Environmental NGOs in Iraq
Nature Iraq has it's latest newsletter up on the Eden Again Website. Many positive developments are reported including the release of an Interim master plan for restoration and management of the southern marshes by the New Eden Group (A collaboration of Nature Iraq and the Italian Ministry of Environment and Territory). This document is the culmination of years of work studying every salient aspect of the marshes from Biodiversity to Hydrology and Economic impacts. The document will be presented to the Iraqi government to inform future decisions on the marshes. As the management and responsibility for the marshes and water resources transition to the Iraqi government there is a need to keep the benefits of marsh restoration in the forefront.

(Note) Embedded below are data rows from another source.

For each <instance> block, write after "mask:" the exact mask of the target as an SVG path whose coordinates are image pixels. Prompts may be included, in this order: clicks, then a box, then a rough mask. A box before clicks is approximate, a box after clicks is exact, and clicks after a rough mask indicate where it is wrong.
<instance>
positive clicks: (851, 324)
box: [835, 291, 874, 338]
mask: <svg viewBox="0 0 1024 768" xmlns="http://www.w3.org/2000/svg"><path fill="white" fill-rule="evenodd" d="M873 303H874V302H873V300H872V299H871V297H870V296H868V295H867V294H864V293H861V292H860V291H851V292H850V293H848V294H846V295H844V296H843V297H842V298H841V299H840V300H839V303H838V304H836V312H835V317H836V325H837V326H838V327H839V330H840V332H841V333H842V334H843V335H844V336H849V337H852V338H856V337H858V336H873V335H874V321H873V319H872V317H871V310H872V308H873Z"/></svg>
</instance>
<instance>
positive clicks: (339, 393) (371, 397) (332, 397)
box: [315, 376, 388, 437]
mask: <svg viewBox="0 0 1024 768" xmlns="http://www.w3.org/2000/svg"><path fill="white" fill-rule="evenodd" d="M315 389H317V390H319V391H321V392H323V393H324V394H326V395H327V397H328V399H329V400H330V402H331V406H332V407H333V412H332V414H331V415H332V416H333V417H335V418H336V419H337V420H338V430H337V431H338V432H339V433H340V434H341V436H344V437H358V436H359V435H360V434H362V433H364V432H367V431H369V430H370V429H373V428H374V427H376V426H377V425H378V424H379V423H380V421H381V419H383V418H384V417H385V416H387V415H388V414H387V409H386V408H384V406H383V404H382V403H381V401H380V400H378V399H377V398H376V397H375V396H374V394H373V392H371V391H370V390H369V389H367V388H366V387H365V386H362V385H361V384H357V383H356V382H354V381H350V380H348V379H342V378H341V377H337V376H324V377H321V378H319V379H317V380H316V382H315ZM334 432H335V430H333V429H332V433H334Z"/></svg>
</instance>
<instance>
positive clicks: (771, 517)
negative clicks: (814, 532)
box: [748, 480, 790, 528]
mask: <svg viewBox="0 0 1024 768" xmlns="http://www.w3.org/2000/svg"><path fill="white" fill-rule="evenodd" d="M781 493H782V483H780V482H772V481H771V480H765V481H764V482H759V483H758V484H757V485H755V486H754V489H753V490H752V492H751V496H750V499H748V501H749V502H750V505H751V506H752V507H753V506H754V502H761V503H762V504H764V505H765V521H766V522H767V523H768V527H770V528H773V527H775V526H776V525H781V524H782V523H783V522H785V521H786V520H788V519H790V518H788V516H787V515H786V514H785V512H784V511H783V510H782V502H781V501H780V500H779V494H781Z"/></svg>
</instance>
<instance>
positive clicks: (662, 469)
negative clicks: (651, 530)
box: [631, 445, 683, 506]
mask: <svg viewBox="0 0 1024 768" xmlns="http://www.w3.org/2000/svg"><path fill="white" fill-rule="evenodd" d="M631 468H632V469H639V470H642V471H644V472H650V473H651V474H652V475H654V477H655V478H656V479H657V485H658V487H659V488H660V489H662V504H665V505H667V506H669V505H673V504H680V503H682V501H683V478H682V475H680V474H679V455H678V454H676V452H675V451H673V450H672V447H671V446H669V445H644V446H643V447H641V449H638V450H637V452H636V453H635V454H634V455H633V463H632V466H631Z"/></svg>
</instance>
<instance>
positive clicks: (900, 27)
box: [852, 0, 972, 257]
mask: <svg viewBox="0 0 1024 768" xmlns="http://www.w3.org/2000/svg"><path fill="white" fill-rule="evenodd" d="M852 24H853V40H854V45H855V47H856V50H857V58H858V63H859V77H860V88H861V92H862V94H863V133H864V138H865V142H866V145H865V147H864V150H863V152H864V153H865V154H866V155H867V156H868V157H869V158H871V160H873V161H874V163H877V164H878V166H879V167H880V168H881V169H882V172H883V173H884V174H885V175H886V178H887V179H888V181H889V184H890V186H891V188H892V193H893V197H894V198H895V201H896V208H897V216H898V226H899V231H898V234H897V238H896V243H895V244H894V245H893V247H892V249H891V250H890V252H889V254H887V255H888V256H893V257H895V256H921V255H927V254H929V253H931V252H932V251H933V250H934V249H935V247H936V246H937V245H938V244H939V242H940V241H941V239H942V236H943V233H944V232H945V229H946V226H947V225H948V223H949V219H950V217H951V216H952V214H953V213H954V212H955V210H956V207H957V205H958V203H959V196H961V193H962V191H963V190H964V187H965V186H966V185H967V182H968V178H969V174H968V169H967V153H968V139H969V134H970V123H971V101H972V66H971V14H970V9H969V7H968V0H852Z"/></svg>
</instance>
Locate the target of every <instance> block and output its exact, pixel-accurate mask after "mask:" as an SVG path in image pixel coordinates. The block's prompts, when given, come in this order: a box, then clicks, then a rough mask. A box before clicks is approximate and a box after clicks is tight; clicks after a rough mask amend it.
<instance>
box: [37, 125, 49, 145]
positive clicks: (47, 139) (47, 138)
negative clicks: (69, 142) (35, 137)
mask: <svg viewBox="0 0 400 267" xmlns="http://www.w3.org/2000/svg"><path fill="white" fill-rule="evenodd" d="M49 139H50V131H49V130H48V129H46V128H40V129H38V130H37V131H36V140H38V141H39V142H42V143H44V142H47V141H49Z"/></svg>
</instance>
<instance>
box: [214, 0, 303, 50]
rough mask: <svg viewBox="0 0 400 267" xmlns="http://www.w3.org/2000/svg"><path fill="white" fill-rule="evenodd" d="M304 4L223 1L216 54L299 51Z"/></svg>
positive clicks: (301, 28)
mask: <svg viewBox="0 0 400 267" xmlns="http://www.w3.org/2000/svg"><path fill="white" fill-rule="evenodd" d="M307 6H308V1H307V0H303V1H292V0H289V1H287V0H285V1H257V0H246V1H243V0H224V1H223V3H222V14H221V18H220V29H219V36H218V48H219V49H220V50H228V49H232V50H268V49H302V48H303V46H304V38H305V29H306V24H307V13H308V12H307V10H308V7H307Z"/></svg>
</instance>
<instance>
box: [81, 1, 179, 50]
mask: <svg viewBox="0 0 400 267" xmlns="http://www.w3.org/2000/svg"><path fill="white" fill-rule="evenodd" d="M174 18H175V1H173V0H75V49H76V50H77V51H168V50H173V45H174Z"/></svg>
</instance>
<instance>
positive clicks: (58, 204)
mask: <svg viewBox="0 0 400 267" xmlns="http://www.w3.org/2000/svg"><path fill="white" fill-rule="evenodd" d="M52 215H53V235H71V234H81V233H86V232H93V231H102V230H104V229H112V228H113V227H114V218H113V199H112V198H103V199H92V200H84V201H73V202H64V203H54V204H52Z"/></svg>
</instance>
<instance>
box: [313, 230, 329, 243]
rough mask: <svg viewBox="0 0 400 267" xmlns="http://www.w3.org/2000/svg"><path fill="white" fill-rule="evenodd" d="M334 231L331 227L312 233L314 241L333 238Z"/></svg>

Also reported was an Regional Environmental Roundtable which brought together NGOs from Iraq, Syria, Jordan and Lebanon in September. They discussed the need for training in a number of areas to build their capacity to carry out their respective projects. This is where I think more International Environmental Groups and Educational Institutions can have a real positive impact. I perceive some prominent groups only want to support development in Iraq in the theoretical, not practical sense. Perhaps there is an attitude that participating in Iraq would somehow add legitimacy to the military/political conflict which they opposed so strenuously. If this is true, it is morally bankrupt thinking. Making positive change and building civil society should take primacy over political posturing. I encourage both individuals and organizations to contribute as they can. Iraq Nature counts 35 environmental NGOs in Iraq!
The areas of need are:
1. Strategic Planning
2. Administrative and Management Skills
3. Capacity building for environmental impact assessments/evaluations
4. Advocacy Skills
Ideally, training should happen locally, since it allows the greatest number of people to participate. Several workshops have been held regionally, such as in Jordan or Syria.

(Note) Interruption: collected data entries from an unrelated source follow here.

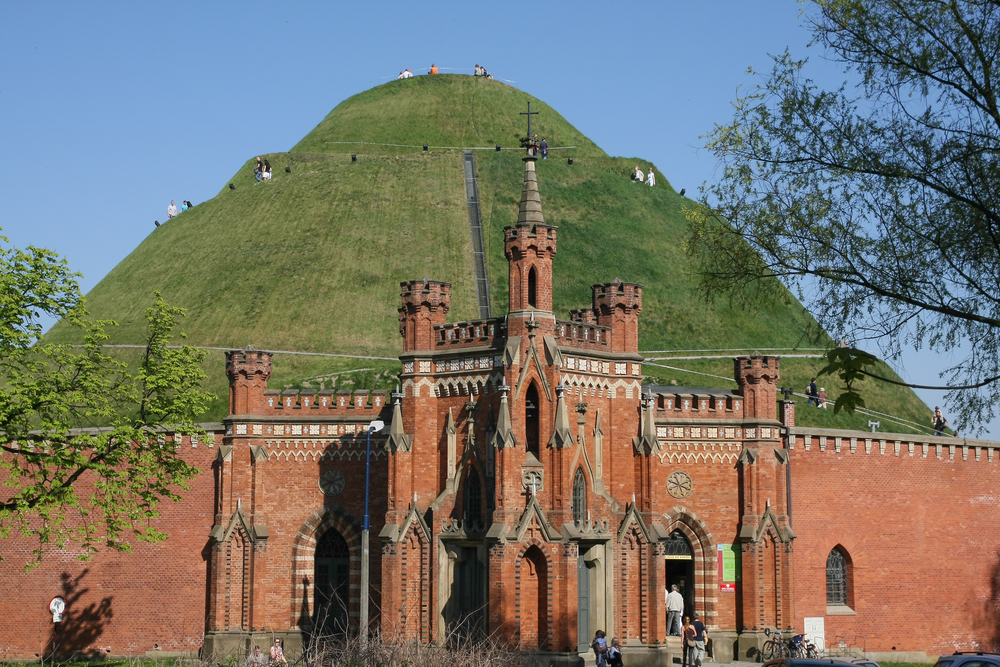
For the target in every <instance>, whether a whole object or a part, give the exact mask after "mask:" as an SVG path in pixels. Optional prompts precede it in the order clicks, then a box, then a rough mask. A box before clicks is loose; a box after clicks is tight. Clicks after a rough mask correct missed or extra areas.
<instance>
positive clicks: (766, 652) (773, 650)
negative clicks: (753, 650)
mask: <svg viewBox="0 0 1000 667" xmlns="http://www.w3.org/2000/svg"><path fill="white" fill-rule="evenodd" d="M764 634H765V635H766V636H767V637H769V639H768V640H767V641H766V642H764V646H763V647H762V648H761V650H760V654H761V657H762V658H764V660H765V661H766V660H771V659H773V658H790V657H792V652H791V650H790V649H789V648H788V645H787V644H786V643H785V640H784V639H783V638H782V636H781V630H775V631H774V632H773V633H772V632H771V629H770V628H764ZM772 635H773V637H772Z"/></svg>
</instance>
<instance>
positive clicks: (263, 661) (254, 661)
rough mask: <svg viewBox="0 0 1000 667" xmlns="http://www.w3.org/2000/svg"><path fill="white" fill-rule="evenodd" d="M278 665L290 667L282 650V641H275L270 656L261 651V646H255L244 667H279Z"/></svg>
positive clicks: (248, 657)
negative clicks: (262, 652) (281, 648)
mask: <svg viewBox="0 0 1000 667" xmlns="http://www.w3.org/2000/svg"><path fill="white" fill-rule="evenodd" d="M278 665H284V667H288V660H287V659H286V658H285V653H284V651H282V650H281V640H280V639H275V640H274V646H272V647H271V654H270V656H267V655H264V654H263V653H262V652H261V650H260V646H254V647H253V651H252V652H251V653H250V655H248V656H247V660H246V662H245V663H244V667H278Z"/></svg>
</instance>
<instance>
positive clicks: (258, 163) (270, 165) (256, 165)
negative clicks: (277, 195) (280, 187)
mask: <svg viewBox="0 0 1000 667" xmlns="http://www.w3.org/2000/svg"><path fill="white" fill-rule="evenodd" d="M253 177H254V178H256V179H257V182H258V183H260V182H261V181H269V180H271V163H270V162H268V161H267V160H264V161H263V162H261V160H260V156H259V155H258V156H257V165H256V166H255V167H254V168H253Z"/></svg>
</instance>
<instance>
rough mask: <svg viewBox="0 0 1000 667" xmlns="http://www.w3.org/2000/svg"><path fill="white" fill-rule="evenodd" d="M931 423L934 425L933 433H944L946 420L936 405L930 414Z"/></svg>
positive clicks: (940, 410) (939, 434)
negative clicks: (931, 412) (932, 411)
mask: <svg viewBox="0 0 1000 667" xmlns="http://www.w3.org/2000/svg"><path fill="white" fill-rule="evenodd" d="M931 424H932V425H933V426H934V435H944V430H945V428H947V427H948V420H947V419H945V418H944V415H943V414H941V408H939V407H938V406H936V405H935V406H934V414H933V415H932V416H931Z"/></svg>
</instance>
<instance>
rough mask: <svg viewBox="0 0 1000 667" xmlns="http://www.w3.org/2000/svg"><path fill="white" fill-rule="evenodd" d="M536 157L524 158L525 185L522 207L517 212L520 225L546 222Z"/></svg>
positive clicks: (536, 158) (521, 201) (517, 215)
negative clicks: (535, 170) (540, 195)
mask: <svg viewBox="0 0 1000 667" xmlns="http://www.w3.org/2000/svg"><path fill="white" fill-rule="evenodd" d="M536 159H537V158H535V157H534V156H531V155H529V156H527V157H525V158H524V187H523V188H522V189H521V208H520V210H519V212H518V214H517V224H518V225H530V226H534V225H536V224H542V225H544V224H545V218H544V217H543V216H542V198H541V196H539V194H538V177H537V176H536V175H535V160H536Z"/></svg>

Finally a field report from the Canada-Iraq Marshland Initiative is written up in the Nature Iraq Newsletter. Ecological surveys of major reflooded areas have been conducted by 6 teams, comprising 44 students and technical advisors from Central and Southern Iraq. Major groups surveyed include phytoplankton, zooplankton, benthic invertebrates, plants, fish and birds. Early indications are that some reflooded areas are showing signs of full recovery. Nearly all the rare and endangered birds have been found and some have been found breeding. I've heard through other channels that African Darter, Sacred Ibis, Goliath Heron and Basra Reed Warbler have all been seen.
I put up a new page on the Iraq Fauna Wiki to brainstorm on ideas to support Iraqi organizations working on environmental issues.